3. Payback period and discounted payback period


The Payback Period is the length of time it takes for the project’s cash flows to equal its investment. Decision Rule: Undertake the project if the payback is less than a preset amount of time.

To calculate Payback Period: determine when the Project’s cumulative cash flow becomes positive.

The payback answers to the question how long will it take for the project to generate enough cash to pay for the initial investment?

For example: An investment has the following cash flows

-100 + 20+ 30+ 40+ 20+30+30+10 The payback would be 3.5 years.

If we have only one project is this 3.5 years good? Companies uses this payback Period comparing them with pre-set thresholds (cutoffs). If threshold for similar projects is Payback in 5 years, what would be decision? Accept the project.

Drawbacks of payback period

    · Benchmarks are subjective.
·  It does not consider time value of money.
    ·  It does not consider required rate of return (hurdle rate).
    ·  It does not consider all of the project’s cash flows over its life.

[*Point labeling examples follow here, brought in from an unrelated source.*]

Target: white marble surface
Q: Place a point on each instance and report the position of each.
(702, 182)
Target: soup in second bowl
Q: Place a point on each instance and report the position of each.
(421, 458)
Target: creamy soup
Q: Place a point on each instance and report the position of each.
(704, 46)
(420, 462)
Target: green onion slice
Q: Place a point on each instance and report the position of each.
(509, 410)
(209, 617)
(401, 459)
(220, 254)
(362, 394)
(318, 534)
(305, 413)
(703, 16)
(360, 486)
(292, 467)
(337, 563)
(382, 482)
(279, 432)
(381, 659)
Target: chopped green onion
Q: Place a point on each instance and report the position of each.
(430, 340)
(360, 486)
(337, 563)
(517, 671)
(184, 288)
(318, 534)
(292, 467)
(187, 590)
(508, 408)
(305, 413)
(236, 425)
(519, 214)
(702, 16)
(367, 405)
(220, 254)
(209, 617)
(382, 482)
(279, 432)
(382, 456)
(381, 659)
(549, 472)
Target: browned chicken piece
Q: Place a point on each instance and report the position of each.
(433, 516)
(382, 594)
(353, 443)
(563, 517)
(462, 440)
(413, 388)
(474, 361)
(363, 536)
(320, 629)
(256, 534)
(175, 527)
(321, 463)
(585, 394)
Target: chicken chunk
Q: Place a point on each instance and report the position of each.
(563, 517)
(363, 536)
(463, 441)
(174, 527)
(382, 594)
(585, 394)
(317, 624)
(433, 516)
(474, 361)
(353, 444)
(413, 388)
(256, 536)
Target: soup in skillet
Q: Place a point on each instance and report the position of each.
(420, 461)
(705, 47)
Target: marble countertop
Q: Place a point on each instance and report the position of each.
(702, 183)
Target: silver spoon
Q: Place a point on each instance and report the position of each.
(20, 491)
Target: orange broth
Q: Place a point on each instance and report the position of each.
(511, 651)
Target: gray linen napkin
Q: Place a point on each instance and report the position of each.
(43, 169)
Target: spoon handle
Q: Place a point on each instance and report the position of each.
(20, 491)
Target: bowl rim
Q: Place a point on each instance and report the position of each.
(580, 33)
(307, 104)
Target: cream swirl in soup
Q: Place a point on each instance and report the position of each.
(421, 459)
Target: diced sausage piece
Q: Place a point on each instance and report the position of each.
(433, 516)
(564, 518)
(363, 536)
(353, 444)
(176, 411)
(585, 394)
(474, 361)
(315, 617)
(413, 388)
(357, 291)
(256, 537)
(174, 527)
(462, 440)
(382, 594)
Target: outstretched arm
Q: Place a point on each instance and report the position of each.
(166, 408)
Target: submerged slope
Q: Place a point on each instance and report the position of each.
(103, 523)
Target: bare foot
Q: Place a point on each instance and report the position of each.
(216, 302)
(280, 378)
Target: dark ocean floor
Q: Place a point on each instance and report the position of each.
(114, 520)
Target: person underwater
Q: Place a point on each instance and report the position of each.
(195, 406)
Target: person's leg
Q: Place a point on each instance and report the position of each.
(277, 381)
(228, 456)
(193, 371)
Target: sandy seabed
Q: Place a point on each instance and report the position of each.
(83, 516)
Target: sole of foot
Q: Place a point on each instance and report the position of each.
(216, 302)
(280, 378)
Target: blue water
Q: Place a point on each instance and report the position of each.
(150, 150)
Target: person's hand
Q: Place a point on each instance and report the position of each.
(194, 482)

The discounted Payback period

The Discounted Payback Period is the length of time it takes for the Project’s discounted cash flows to equal its investment. Decision Rule: Undertake the Project if the discounted payback is less than a preset amount of time.

The discounted payback period fixes up some problems of the payback period like consider time value of money and the required rate of return. However both require an arbitrary cutoff value and ignore cash flows after the Payback period.